Murnau-Werdenfels Cattle are an old, robust dairy breed from Upper Bavaria, the southernmost part of Germany.

The animals are brown-yellow, but there are great colour variations from straw-yellow to reddish brown. Hooves and horn tips are black. There is a white rim around a dark muzzle. They are very long-lived and fertile. It is a German breed that is specially adapted to a husbandry in boggy landscapes. The breed originated in Tyrol, Austria and is closely related to Brown Swiss, Braunvieh and Tyrolese Grey Cattle.
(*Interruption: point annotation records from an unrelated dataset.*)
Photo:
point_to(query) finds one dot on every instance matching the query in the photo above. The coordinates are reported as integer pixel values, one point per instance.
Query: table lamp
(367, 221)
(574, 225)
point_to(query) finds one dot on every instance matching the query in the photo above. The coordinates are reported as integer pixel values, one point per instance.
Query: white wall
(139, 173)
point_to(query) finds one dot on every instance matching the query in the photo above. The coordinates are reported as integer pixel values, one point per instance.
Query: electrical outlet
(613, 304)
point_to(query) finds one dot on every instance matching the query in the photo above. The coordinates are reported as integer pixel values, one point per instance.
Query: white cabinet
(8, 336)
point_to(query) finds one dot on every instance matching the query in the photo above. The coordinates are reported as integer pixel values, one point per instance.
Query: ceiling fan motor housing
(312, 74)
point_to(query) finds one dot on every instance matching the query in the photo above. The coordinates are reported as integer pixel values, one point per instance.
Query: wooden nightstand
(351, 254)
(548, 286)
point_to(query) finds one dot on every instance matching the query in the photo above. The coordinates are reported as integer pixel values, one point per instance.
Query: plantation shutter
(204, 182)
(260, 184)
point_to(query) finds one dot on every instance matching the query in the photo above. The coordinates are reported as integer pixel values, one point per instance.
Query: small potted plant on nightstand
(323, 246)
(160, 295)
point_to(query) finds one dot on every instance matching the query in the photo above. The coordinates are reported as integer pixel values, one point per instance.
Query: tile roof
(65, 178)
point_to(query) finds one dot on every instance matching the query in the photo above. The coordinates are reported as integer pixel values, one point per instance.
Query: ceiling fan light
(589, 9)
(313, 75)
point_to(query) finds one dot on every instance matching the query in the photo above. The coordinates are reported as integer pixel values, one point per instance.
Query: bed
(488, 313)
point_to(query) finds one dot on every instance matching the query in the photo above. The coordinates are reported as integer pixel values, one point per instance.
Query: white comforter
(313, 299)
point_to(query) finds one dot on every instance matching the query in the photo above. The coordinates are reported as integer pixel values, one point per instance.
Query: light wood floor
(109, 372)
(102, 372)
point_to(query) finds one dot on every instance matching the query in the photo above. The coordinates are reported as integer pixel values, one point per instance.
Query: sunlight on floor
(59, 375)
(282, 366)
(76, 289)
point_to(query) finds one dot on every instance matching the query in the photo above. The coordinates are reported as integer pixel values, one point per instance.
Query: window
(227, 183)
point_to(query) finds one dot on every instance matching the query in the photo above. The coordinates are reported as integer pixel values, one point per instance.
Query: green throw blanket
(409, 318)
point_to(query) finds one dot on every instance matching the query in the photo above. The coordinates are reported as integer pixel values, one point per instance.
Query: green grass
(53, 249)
Nowadays the main breeding region is around Garmisch-Partenkirchen and Murnau that is also called "Werdenfels Country". The breed is in danger of extinction, with only around 130 females in the herdbook and frozen semen from around eleven males. the breed was voted Endangered Breed of the Year 2007 by the German Society for the Conservation of Old and Endangered Livestock Breeds. The Federal State of Bavaria maintains a suckler herd of cows and a sperm bank. It gives financial support to breeders. The breed is part of the Ark of Taste of the Slow Food Foundation for Biodiversity, dedicated to the preserving of endangered agricultural heritage.

Cows produce around 4300 kg of milk per year (3.8% fat; 3.4% protein). They reach 128–130 cm in height and a weight of 500–600 kg, while the bulls may reach 138–145 cm and 850–950 kg. Both bulls and bullocks may be used for beef production. Bullocks formerly served as strong draught oxen, and were an important source of income for small farms.